NextCloud 30.0.6 natively on Ubuntu 22.04.
1 user (me!)
ps -eLf | grep mariadb | wc -l
25
For the database, you can configure a max connection setting. You have tools like tuning-primer.sh or mysqltuner.pl, that after some runtime (1 day or more), show you a bit the usage of caches, connections and so on and give you some advice how to set it up for good performance and reasonable resource consumption.
After that it makes sense, to set you apache to something similar.
Keep in mind for a single user, you still might have connected a few clients in parallel, use multiple connections for parallel upload.
I agree that the system can be tuned. Does every process spin us a separate mariadb and apache thread? No persistent connection to the database that can be reused?
It’s true that i was uploading a bunch of files. Now the system is much more idle. Looks a lot better now.
I’m not 100% sure, regarding the database I think, one process can access the database at a time. So with n processes, you can handle n accesses at the same time. E.g. your desktop client periodically connects, in between these connects the database connection can be used by others.

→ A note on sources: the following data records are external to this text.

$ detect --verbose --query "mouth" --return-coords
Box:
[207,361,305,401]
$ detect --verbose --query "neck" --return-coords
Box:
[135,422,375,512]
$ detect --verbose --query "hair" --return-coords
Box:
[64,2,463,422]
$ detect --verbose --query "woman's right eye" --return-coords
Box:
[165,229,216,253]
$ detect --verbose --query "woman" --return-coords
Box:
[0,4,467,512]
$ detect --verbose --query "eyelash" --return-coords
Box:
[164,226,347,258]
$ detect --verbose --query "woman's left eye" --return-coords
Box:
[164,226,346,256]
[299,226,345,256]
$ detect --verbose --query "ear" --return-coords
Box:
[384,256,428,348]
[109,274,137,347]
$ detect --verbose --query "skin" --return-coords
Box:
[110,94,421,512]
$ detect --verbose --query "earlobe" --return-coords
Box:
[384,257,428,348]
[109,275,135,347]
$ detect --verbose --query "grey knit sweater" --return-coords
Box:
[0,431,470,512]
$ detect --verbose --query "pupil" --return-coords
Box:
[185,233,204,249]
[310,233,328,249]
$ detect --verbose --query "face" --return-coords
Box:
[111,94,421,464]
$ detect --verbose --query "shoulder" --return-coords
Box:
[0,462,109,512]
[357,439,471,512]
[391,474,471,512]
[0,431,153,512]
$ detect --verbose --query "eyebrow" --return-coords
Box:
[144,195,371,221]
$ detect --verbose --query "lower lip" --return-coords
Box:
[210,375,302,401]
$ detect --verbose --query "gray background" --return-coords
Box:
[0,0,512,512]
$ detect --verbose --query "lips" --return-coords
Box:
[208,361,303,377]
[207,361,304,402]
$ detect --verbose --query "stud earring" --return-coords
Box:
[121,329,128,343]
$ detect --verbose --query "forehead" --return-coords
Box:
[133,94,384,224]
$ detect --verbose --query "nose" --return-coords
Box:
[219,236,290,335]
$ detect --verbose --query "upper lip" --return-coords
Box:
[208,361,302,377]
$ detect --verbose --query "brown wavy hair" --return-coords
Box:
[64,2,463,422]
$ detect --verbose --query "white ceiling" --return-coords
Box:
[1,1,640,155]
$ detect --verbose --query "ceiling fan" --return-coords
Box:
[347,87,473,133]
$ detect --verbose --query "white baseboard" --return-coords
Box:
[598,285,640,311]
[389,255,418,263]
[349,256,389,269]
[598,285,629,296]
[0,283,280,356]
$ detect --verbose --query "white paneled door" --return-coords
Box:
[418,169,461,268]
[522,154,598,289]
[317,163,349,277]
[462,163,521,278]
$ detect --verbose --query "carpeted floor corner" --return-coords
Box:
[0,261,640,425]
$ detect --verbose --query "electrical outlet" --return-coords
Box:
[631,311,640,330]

And even if one is used right now, it probably can wait a few milliseconds to finish the previous one, some request can completely handled by cached data, …
Apache is special of its own with child processes and threads:
https://httpd.apache.org/docs/2.4/misc/perf-tuning.html#compiletime
In theory, if you have a too low number, you might see some warnings in the logfiles, and then later you’ll see an impact on performance.